I've always had the absolute luxury of writing only about what I was passionate about: primarily music, but also film, theatre and literature. I felt completely fulfilled in my writing life.

And so because I'm once again a full-time freelancer with too little time on my hands--and plenty of writing outlets to feed my vanity--this is an odd time to start a blog.
But being the verbose fucker that I am, writing 300-500w pieces doesn't really cut the mustard anymore, even if it (barely) pays the bills. And I find myself speed reading through most pieces I find in music magazines, simply because unless they're exceptionally written--a rarity--they don't tell me anything at all. Writer introduces set-up, writer throws in a few quotes, writer attempts to explain why the reader should care about said artist, writer wraps it up with a quip or snappy quote. Rinse, lather, repeat. Sorry, who were we talking about again? I'm just as guilty of this as anyone else.
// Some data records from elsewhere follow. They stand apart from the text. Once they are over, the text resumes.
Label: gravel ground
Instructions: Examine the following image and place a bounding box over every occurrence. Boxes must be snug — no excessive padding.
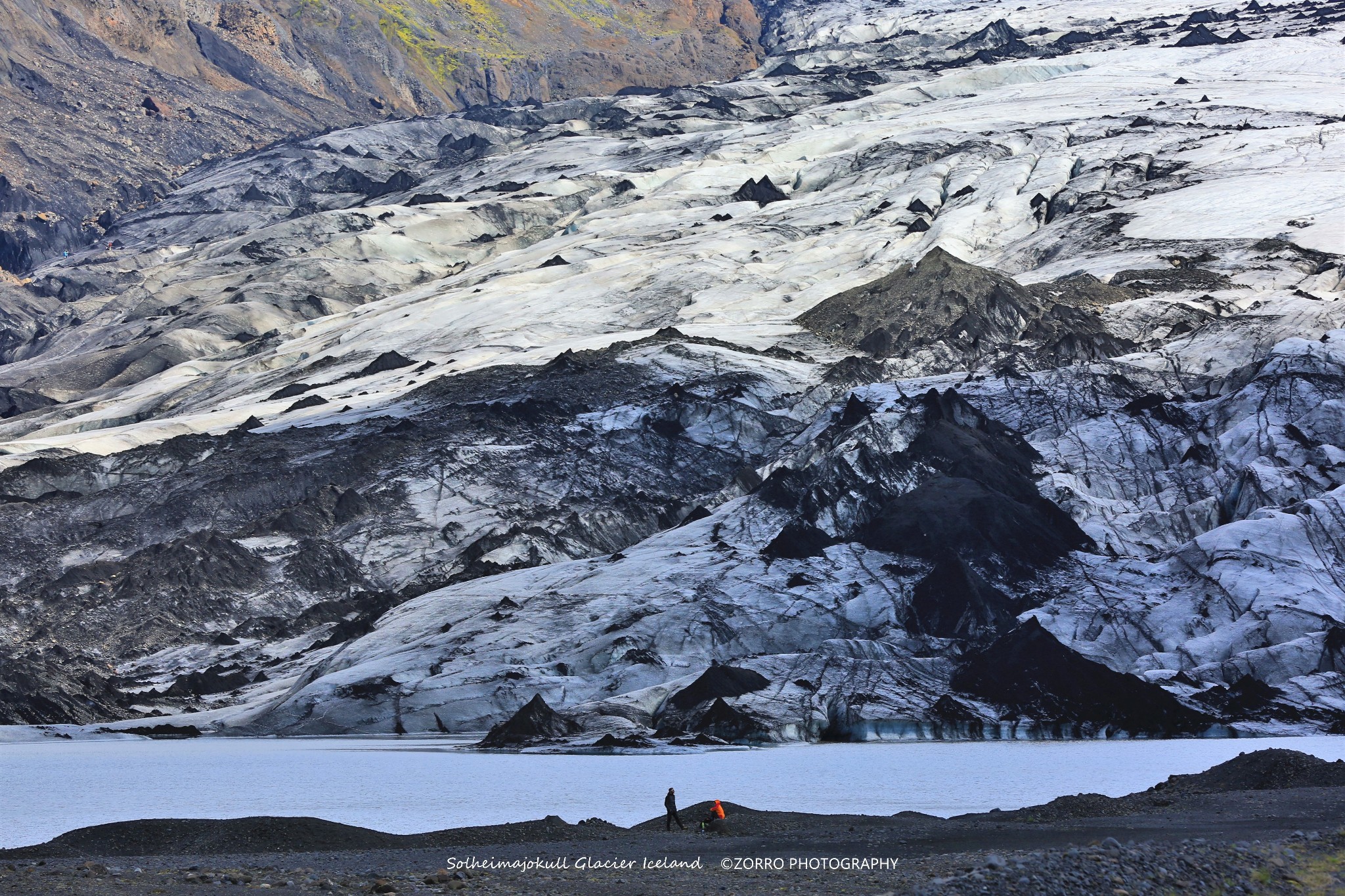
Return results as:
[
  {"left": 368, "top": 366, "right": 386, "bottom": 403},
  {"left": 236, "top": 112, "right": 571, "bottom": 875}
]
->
[
  {"left": 0, "top": 830, "right": 1345, "bottom": 896},
  {"left": 8, "top": 750, "right": 1345, "bottom": 896}
]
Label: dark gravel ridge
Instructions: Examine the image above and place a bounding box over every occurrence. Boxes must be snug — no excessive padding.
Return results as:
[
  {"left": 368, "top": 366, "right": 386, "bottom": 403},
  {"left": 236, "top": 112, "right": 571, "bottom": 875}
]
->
[{"left": 8, "top": 750, "right": 1345, "bottom": 896}]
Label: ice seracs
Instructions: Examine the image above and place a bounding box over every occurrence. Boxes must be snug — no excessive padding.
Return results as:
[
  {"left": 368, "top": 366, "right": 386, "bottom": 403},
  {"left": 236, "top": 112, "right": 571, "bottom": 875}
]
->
[{"left": 0, "top": 0, "right": 1345, "bottom": 748}]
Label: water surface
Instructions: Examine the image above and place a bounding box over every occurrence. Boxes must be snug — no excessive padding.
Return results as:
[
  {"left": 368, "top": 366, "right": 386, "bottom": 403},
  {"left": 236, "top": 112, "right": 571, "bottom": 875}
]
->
[{"left": 0, "top": 736, "right": 1345, "bottom": 847}]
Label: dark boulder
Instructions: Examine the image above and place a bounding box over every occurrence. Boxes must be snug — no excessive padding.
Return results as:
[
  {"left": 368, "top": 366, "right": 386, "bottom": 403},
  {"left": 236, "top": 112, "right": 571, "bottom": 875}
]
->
[
  {"left": 285, "top": 395, "right": 327, "bottom": 414},
  {"left": 117, "top": 723, "right": 200, "bottom": 740},
  {"left": 355, "top": 352, "right": 416, "bottom": 376},
  {"left": 906, "top": 552, "right": 1015, "bottom": 641},
  {"left": 1173, "top": 26, "right": 1228, "bottom": 47},
  {"left": 948, "top": 19, "right": 1022, "bottom": 50},
  {"left": 1154, "top": 747, "right": 1345, "bottom": 794},
  {"left": 439, "top": 135, "right": 491, "bottom": 156},
  {"left": 267, "top": 383, "right": 313, "bottom": 402},
  {"left": 951, "top": 616, "right": 1213, "bottom": 736},
  {"left": 589, "top": 732, "right": 657, "bottom": 750},
  {"left": 733, "top": 175, "right": 789, "bottom": 205},
  {"left": 761, "top": 520, "right": 835, "bottom": 560},
  {"left": 667, "top": 665, "right": 771, "bottom": 711},
  {"left": 692, "top": 697, "right": 771, "bottom": 743},
  {"left": 860, "top": 474, "right": 1091, "bottom": 575},
  {"left": 477, "top": 694, "right": 583, "bottom": 747}
]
I imagine this blog will be used for a lot of things. But for starters, just to get things up and running, we're going to feature interviews. Long ones, edited only in instances of rambling off topic. New ones. Old ones. Canadian. Otherwise. Send in yr requests.

I've had far too much fascinating (to me, anyway) discourse lately that gets left on the cutting room floor. Hell, no one buys a DVD these days unless it has deleted scenes and director's commentary, so this will be my equivalent of both.

We're going to get things going with the concept of Torontopia, my current home. The word first surfaced about four years ago, and has been most associated with the Blocks Recording Club and the Wavelength weekly music series at Sneaky Dee's. Lately it's blossomed into a catch-all phrase for a larger civic discourse in this town, transcending its roots as a concept about creativity and community.
It's a hard concept to sum in a few words... or even a few thousand words, and I--among others, apparently--am not convinced I did so successfully here:

But for those with an interest in this somewhat insular discussion (at least in the context of the "world" part of this wide web... holy crap, could I sound any older?), I'll run the full transcripts of the discussions I had with three articulate Torontopians. Later on, we can get into the debate about the Bad Bands Revolution that doesn't ever seem to dissipate in this town since the accompanying manifesto was launched in March, 2006.
Admittedly, both seem like tired topics by now, but it amazes me how much people still want to talk about them--especially people who are only cluing into it now.

I promise that more articulate ramblings will accompany each individual piece in the future.